Дом свой чета Чурбан, хотя он стоял в городе, содержала на сельский шляхетский лад — без претензий, без показной роскоши; там царили приветливость, гостеприимство, добропорядочность, основательность. Барышни были скромные и хорошенькие, а у хозяйки дома, почтенной матроны, имелся лишь один недостаток — она воображала, будто любит литературу. Это пристрастие возникло у нее только в городе, на старости лет, когда уже не надо думать о соленьях и вареньях; весьма слабо разбираясь в предмете, она считала себя литературной дамой, отчего частенько попадала впросак. Барышни все были премиленькие, нрава покорного и веселого, почти как у отца, чей хороший пример был у них всегда перед глазами, и, подобно ему, не любили киснуть без причины. В такой вот дом и привел однажды вечером Щерба дрожащего Шарского чуть ли не силой, заранее оповестив, что приведет поэта. Хозяин встретил их на пороге громким смехом, хозяйка же, чинно сидевшая за круглым столом, строго на них уставилась, а барышни, словно бы шныряя любопытными глазками по углам, все поглядывали на нового гостя.
Друзья застали в гостиной Базилевича, который там уже прочно расположился и, видимо, в этом доме, как и всюду, играл главную роль, — вытянув ноги почти на середину комнаты, он сидел между старшими сестрами и что-то читал по бумажке хозяйке дома, слушавшей его с необычайным вниманием. Новоприбывшие невольно ему помешали, и автор не скрыл своего раздражения, хотя они старались войти как можно тише и побыстрей усесться.
— Но дочитайте же нам ваш сонет! — воскликнула хозяйка. — Вы же знаете, пан Базилевич, я обожаю стихи. Очень просим! На чем мы остановились?
— А на том остановились, — пряча листок в карман, пробурчал Базилевич, — что вот эти господа зашаркали ногами, а я во второй раз читать не намерен.
Хозяин от души захохотал, схватил Базилевича за обе руки, прижал к своей груди и усадил за стол. Хозяйка глянула на супруга с укоризной, барышни чуть подвинулись, и разговор перешел на другие темы. Музыка, богослужения, городские новости, все тут пошло в ход, и пан Чурбан при каждом слове так добродушно смеялся, что и других заражал своей веселостью. Некоторые из дочерей вторили ему, потихоньку хихикая.

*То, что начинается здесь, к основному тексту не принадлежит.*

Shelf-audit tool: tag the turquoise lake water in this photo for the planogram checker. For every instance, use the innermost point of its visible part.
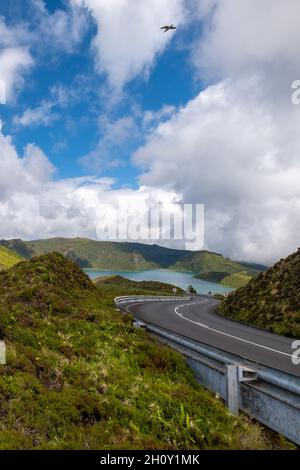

Базилевич, откинув волосы со лба, ходил по комнате с высоко поднятою головою, недовольный и надменный, но на него никто не обращал внимания. Даже старшая из сестер, которой он посвятил два сонета — один, увидев ее «Молящейся в костеле», другой «К играющей на фортепиано», — похоже, не дарила его особым расположением.
На столе, рядом со свечами и колокольчиком, лежала книга в синей обложке, совсем новенькая, еще не разрезанная, видимо, недавно принесенная и тут же позабытая. Шарский, который мучился, не зная, куда девать Руки, куда смотреть, как заговорить, машинально взял книгу со стола, но в тот же миг, будто кипятком ошпаренный, уронил ее на пол. То был, вероятно, самый первый выпущенный в свет экземпляр только что переплетенного Альманаха, час назад его принес сюда пан Ипполит. Шарский с пылающим лицом, стыдясь своей неловкости, поднял книгу и молча положил ее на место. Однако шум привлек внимание и взгляды окружающих.
— А, это Альманах пана Ипполита, он приносит моим дочкам литературу! — воскликнула хозяйка. — Очень он мне нравится, человек добропорядочный, большой талант! А как Трембецкого критикует! Вот если бы кто из вас, молодые люди, почитал нам что-нибудь!
Щерба жадно схватил книгу, читать он любил и недурно читал вслух: быстро отыскав глазами известное ему стихотворение Шарского «Прощанье» и не говоря, чье оно, начал читать его горячо, просто, искренне.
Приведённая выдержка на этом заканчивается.